Elle rappelle ici l’exigence d’une preuve rigoureuse, dès lors que le droit de brusque rupture constitue un mode exceptionnel et est une sanction extrêmement grave pour le travailleur. Elle renvoie ici à la doctrine (B. PATERNOSTRE et N. BERTHOLET, La rupture du contrat de travail pour motif grave : chronique de jurisprudence 1996–2004, Bruxelles, Kluwer, 2005, page 55).

La société se fondant essentiellement sur le rapport de l’avocat qu’elle avait mandaté pour mener l’enquête, la cour ne peut que constater que ce rapport a été rédigé par une personne spécialement engagée et payée par une des parties directement intéressées au litige, le résultat de ses investigations devant dès lors être pris en compte avec circonspection.

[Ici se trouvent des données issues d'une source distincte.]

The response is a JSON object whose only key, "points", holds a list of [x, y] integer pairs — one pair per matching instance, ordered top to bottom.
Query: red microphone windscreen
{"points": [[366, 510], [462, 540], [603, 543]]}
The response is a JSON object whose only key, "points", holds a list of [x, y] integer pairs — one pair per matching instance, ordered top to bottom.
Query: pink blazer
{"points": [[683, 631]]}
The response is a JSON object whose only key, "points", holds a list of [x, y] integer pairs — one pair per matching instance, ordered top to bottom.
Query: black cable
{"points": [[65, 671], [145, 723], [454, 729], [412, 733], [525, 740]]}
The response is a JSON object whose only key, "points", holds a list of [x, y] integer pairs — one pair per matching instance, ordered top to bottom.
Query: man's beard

Elle souligne encore qu’aucune réglementation ne régit le recours à une telle pratique, qu’aucune précision n’a été donnée quant au choix de cet avocat, que la description de la mission n’est pas produite aux débats et que les personnes entendues ne sont pas identifiées.

La cour rappelle également la valeur probante d’attestations rédigées par des travailleurs en faveur (ou à l’encontre) de leur employeur (ou ex-employeur), soulignant que celles-ci ne peuvent être écartées d’office sous peine, dans tout litige professionnel, d’être privé du témoignage de ceux qui sont le plus souvent les seuls témoins directs.

L’employé produit en effet une attestation très circonstanciée d’un de ses proches collaborateurs, qui confirme quant à lui qu’il n’a jamais été insulté par l’intéressé et que ce dernier ne lui a jamais manqué de respect. Au contraire, il le qualifie de « bon manager, soucieux de la sécurité et du bien-être de son équipe », certes avec une communication directe (« style à l’américaine ») mais jamais inappropriée.

Pour la cour, cette attestation, par ailleurs conforme au prescrit de l’article 961/2 du Code judiciaire, est contraire au contenu du rapport de l’avocat et en entache la valeur probante.

Elle examine encore les autres éléments du dossier de la société et conclut que la preuve du motif grave n’est pas rapportée de manière rigoureuse.

Elle statue dès lors sur le montant de l’indemnité compensatoire de préavis due.

Pour ce qui est du caractère manifestement déraisonnable du licenciement, elle souligne que si elle n’a pas retenu le motif grave, il a néanmoins été constaté que le style de communication de l’intéressé s’est avéré problématique dans le cadre d’un projet déterminé et que des consultants externes s’en sont plaints.

Le licenciement est dès lors fondé sur la conduite et l’indemnité de la CCT 109 n’est pas due.

De même, l’intéressé est débouté de sa demande de dommages et intérêts postulés pour licenciement abusif, la cour constatant qu’il demeure en défaut de prouver l’existence d’un dommage particulier distinct de celui qui est compensé forfaitairement par l’indemnité compensatoire de préavis.

Elle termine par la question du bonus, pour laquelle elle admet, conformément au plan de bonus interne, que les conditions d’octroi ne sont pas remplies, étant notamment exigée une condition de présence dans l’entreprise.